Connue pour ses rapports souvent critiques sur la gestion des deniers publics, la Cour des comptes, qui célèbre lundi 5 novembre le bicentenaire de sa création par Napoléon 1er, a depuis longtemps élargi son champ d’action au-delà des seuls comptes de l’Etat.
La mission la plus ancienne de la Cour est de veiller au « bon emploi » des fonds publics : non seulement au respect des règles et des objectifs fixés par le pouvoir mais aussi à l’efficacité de la dépense.
Les 650 personnes employées par la Cour, dont 122 conseillers maîtres et 78 conseillers référendaires, sont compétents pour gérer un millier de comptes au total.
Ils devraient prochainement pouvoir en ajouter un autre, des plus symboliques : la présidence de la République, dont Nicolas Sarkozy s’est engagé à faire contrôler le budget par la Cour des comptes, une première.
Avec la LOLF (nouvelle architecture des lois de finances) entrée en vigueur en 2006, et la loi sur le financement de la Sécurité sociale de 2005, la Cour est également tenue de certifier les comptes de l’Etat et de la Sécu, comme un commissaire aux comptes le ferait pour une entreprise.
Elle a en outre vocation à contrôler et conseiller le gouvernement, en réalisant chaque année un rapport sur l’exécution du budget et en fournissant un diagnostic global des finances publiques aux parlementaires avant le débat d’orientation budgétaire.
« Aujourd’hui, la Cour des comptes est à la fois une cour de justice indépendante dans un Etat de droit et l’assistante du Parlement et du gouvernement dans une démocratie politique », résume Philippe Séguin, son premier président depuis 2004, évoquant « une étonnante synthèse qui paraît défier le principe constitutionnel de la séparation des pouvoirs ».
En tant que cour de justice, dont les magistrats sont inamovibles, la Cour dispose en effet d’un pouvoir de sanction direct sur les « comptables publics », qu’elle peut contraindre à reverser les sommes indûment payées. Elle peut aussi infliger des amendes et saisir d’autres juridictions en cas d’irrégularités.
Mais l’un de ses principaux pouvoirs, que Philippe Séguin s’est efforcé de renforcer et d’étendre à tous les secteurs de la société, réside dans son rôle d’information du public. Déficits en tous genres, comité d’entreprise d’EDF, dispositifs d’hébergement des SDF ou de lutte contre l’alcoolisme, centre de rétention pour les étrangers, urgences médicales… tous ont subi les foudres des magistrats de la Cour cette année.

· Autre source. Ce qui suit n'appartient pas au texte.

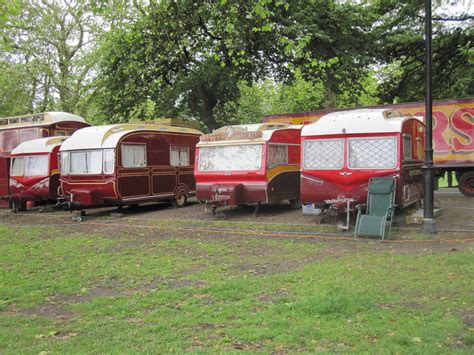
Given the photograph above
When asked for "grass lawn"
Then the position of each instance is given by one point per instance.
(129, 292)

L’une des faiblesses – réelle ou supposée – de la Cour reposait sur le fait que peu de ses avis seraient suivis d’effet, une défaillance que Philippe Séguin affirme vouloir réduire : « J’ai veillé à ce que l’institution se préoccupe plus que par le passé de la suite donnée à ses avis avec maintenant un deuxième rapport annuel, concomitant au premier, qui fait le bilan des suites réservées à ses recommandations ».
Sous l’influence de son président, la Cour semble plus que jamais décidée à persister dans son rôle de « poil à gratter » des institutions, comme elle l’a montré récemment en reprochant aux exonérations sur les stock-options de « plomber » les comptes de la Sécu. Résultat, les députés ont voté fin octobre des contributions patronales en la matière. Une victoire incontestable pour cette « vieille dame » dont on s’est longtemps plaint que les recommandations restent lettre morte.